Detectives are now being specially trained as sexual offences investigation officers to more effectively deal with complaints in an effort to stem the drop.
A scheme will be also piloted in north London whereby victims will be referred straight to rape crisis centres rather having to wait weeks for assistance after going to the police.
Speaking to the London Assembly’s police and crime committee at City Hall today, Detective Chief Superintendent Mick Duthie, head of the Met’s Sapphire Command, said the drop in reports was in line with national trends.
He said: “It is a big concern to me and the Met in general, we are trying to understand why this has happened.
“There has been a 10 per cent reduction in reported rapes, and in the financial year to date it is a 15 per cent reduction. We are doing some work to see how and why this has happened.”
Meetings are now being held “every two to three months” with women’s groups such as Rape Crisis to identify areas of concern for sex assault victims and to address problems faced by ethnic minorities and the gay and lesbian community.
DCS Duthie added there were 555 charges relating to sex offences last year amid efforts to raise the sanction detection rate.

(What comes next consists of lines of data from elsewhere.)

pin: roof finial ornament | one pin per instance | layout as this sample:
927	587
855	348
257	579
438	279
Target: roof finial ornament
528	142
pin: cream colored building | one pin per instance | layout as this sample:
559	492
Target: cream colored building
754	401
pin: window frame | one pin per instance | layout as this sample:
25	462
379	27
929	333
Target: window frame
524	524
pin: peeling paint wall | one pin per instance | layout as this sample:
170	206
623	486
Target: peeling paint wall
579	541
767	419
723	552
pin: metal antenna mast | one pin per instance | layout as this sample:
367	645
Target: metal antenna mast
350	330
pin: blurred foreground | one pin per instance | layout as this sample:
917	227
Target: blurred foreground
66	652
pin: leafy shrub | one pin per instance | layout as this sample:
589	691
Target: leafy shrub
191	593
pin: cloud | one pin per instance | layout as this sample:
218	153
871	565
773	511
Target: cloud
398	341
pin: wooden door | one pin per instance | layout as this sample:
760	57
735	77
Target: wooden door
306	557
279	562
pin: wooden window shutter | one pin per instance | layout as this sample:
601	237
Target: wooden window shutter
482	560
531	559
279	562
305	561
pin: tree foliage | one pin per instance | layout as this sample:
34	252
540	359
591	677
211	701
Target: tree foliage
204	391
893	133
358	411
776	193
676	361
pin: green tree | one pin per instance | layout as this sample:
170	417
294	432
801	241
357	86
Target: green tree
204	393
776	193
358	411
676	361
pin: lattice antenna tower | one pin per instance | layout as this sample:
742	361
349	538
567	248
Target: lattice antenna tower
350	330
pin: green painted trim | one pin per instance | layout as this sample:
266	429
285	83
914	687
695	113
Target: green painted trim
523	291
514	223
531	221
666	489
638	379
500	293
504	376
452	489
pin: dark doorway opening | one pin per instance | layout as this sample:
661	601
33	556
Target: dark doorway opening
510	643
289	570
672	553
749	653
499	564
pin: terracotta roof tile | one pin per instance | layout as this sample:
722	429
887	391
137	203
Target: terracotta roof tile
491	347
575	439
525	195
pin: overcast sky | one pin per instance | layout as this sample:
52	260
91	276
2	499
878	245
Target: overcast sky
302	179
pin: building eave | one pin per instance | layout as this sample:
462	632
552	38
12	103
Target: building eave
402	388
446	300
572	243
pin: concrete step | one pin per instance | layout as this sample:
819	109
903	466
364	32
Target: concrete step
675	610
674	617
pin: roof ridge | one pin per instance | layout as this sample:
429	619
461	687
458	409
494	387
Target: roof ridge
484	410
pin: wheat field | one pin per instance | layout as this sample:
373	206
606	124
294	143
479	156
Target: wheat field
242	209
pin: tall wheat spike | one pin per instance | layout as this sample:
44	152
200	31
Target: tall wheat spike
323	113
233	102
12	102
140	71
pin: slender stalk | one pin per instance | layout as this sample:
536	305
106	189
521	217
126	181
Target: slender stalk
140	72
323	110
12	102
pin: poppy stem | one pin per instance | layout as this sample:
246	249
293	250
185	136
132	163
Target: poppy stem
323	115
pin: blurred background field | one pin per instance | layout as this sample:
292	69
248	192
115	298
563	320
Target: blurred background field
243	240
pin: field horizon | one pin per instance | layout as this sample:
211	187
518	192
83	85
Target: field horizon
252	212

He said: “At the moment we have had problems that some of the investigations have taken too long.”
Referring to the conviction of ex-Met Police detective Ryan Coleman Farrow, who was jailed last month for failing to properly investigate rape and sex assault cases, DCS Duthie said officers dealing with complaints will be “closely monitored”.
He added: “We have increased the level of supervision of staff (and have), are more intrusive implemented a more robust framework to make sure staff know what they are doing.”
Yvonne Trainer, from Rape Crisis, told the committee she was surprised by the drop in reports but was satisfied by the Met’s attempts to include them in the process.
She said: “We carried out some research last year with the service to find out if they hadn’t reported, and why they hadn’t reported and it was quite an interesting discovery.
“The reason was not because they didn’t wasnt to speak to police. The (issue) was that that they would have to talk to someone about something that was so intensely personal.”